By 3:40 a.m., he arrived at the Thousand Oaks Teen Center to search for him and report him missing.
He emerged about 15 minutes later. Authorities inside took down his information and told him to wait for word.
His next stop, he said, was the hospital.
Early Thursday morning, Los Robles Regional Medical Center was quiet.
A sheriff’s department crime scene investigations van pulled up to the hospital just before 3 a.m. An hour later, a law enforcement official in an honor guard uniform was seen leaving.
Adam Housley, who until six weeks ago was national correspondent for Fox News, arrived at the hospital around 3:30 a.m. searching for his niece. A guard didn’t let him through, saying it was on lockdown.
He said his niece, 18-year-old Pepperdine freshman Alaina Housley, had been at the bar with several friends. Her Apple Watch and iPhone still showed her location on the dance floor.
“My gut is saying she’s inside the bar, dead,” he said. “I’m hoping I’m wrong.”
Housley said two of Alaina’s suitemates jumped through a broken window to escape and are at a hospital with major wounds from the glass.
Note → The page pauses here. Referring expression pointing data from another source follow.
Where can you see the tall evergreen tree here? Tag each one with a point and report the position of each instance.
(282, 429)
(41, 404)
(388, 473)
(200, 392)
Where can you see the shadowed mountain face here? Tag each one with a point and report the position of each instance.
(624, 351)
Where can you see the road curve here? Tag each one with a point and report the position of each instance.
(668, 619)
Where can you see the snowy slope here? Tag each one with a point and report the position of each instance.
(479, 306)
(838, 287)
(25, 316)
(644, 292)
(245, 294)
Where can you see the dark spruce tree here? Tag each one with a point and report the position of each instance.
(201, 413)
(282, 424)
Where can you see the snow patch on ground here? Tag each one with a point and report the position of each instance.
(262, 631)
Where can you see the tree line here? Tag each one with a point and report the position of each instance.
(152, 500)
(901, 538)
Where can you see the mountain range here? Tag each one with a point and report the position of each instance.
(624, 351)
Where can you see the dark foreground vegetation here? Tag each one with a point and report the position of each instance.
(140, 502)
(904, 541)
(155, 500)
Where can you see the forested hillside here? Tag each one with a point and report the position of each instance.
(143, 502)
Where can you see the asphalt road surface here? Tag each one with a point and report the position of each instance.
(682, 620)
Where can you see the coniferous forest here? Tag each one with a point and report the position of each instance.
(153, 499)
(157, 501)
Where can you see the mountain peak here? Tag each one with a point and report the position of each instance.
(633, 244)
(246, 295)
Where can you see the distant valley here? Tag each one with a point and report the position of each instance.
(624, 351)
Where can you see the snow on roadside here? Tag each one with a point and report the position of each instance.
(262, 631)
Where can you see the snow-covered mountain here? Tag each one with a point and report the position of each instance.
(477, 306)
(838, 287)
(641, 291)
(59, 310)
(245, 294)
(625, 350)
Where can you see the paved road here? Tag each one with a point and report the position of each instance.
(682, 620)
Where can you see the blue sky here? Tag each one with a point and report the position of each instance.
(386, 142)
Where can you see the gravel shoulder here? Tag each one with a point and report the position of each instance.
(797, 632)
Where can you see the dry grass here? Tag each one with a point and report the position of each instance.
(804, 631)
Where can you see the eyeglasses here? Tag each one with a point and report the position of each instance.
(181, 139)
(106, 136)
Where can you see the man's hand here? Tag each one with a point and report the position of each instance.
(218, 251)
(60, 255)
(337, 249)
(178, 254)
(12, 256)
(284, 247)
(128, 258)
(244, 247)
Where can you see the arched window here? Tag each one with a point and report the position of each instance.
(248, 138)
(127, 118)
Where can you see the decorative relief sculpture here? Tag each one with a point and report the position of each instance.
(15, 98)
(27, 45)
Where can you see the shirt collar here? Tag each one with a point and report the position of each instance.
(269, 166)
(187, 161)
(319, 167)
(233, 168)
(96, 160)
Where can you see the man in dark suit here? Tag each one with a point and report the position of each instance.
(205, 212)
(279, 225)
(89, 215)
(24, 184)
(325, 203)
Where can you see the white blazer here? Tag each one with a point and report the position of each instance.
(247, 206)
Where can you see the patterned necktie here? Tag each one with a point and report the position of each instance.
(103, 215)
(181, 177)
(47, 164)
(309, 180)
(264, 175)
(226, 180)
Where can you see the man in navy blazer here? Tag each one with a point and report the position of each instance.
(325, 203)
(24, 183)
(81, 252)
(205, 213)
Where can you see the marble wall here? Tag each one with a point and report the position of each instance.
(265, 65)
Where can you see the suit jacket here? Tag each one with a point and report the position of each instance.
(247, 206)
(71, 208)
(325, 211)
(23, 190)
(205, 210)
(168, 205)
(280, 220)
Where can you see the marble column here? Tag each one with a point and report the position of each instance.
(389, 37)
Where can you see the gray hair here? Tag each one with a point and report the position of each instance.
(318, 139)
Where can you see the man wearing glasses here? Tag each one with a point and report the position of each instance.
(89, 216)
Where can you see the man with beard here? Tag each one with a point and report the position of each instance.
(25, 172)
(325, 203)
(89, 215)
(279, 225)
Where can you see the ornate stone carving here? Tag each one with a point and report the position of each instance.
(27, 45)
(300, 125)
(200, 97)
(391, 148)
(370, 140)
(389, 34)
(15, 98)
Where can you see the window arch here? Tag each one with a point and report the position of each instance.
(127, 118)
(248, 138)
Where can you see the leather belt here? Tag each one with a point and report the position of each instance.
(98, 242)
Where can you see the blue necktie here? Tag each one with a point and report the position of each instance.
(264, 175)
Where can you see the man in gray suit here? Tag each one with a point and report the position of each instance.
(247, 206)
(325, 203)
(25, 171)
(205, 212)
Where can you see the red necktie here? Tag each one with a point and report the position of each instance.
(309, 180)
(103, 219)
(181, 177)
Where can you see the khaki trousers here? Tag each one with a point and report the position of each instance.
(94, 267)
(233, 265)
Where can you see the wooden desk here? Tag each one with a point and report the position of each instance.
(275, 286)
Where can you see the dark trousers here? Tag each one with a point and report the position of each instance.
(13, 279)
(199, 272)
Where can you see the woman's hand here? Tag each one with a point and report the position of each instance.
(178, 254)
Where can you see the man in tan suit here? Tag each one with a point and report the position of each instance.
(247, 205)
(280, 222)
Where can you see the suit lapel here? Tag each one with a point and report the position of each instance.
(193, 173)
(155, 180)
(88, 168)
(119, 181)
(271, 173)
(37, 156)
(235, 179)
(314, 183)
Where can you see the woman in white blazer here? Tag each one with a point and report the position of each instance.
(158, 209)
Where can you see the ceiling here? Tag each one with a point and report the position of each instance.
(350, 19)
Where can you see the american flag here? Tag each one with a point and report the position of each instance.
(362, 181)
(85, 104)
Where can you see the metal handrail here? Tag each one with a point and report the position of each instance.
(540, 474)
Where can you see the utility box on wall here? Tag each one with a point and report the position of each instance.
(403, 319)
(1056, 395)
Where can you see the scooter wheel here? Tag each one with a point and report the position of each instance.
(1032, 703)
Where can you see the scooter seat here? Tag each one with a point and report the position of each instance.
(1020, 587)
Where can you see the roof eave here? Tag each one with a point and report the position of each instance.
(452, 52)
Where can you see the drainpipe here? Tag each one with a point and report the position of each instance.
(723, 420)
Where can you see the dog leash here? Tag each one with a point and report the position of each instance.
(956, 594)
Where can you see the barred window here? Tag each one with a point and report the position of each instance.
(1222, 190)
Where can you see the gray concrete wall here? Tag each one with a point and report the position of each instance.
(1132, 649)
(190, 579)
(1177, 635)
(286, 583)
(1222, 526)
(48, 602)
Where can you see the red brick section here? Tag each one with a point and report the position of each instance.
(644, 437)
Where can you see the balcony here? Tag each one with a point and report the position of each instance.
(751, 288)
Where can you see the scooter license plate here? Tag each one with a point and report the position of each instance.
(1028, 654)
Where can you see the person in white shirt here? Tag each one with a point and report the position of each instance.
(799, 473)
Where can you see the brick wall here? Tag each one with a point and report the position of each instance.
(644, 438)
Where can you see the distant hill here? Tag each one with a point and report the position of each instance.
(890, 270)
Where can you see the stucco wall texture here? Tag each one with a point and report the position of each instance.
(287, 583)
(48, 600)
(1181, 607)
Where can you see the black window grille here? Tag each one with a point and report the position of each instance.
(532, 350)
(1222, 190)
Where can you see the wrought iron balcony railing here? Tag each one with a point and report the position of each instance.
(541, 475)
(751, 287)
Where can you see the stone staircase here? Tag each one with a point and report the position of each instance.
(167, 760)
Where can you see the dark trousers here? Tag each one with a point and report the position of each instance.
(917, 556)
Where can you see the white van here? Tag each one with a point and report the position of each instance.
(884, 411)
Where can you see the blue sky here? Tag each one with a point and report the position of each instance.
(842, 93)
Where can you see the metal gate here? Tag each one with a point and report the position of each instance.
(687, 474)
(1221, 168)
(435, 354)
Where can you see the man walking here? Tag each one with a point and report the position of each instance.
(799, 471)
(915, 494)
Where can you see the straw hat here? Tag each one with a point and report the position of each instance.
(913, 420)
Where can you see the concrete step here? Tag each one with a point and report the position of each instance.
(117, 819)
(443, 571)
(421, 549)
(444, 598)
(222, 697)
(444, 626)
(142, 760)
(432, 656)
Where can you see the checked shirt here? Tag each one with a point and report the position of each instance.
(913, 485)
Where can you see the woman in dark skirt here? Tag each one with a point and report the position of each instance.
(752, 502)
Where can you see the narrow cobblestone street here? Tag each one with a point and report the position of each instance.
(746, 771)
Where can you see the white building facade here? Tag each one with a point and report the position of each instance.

As they ran away from the bar, someone screamed “Hey! Get ... down on the ground!” They told Housley they believe it was the gunman.
Instead, they kept running toward houses near the Los Robles Greens golf course, where they got help.
Alaina’s friends told Housley that they’d lost her in the chaos.
“She’s an amazing girl,” he said. “I know you always hear those things.”
Housley said he comes from a small, tight-knit family. But he’s been on the scene during mass shootings before as a reporter.
“You just don’t think that — same stupid quote — you just don’t think it’s going to happen to you,” he said.
Housley said he went to the crime scene and called the hotline. They didn’t tell him much.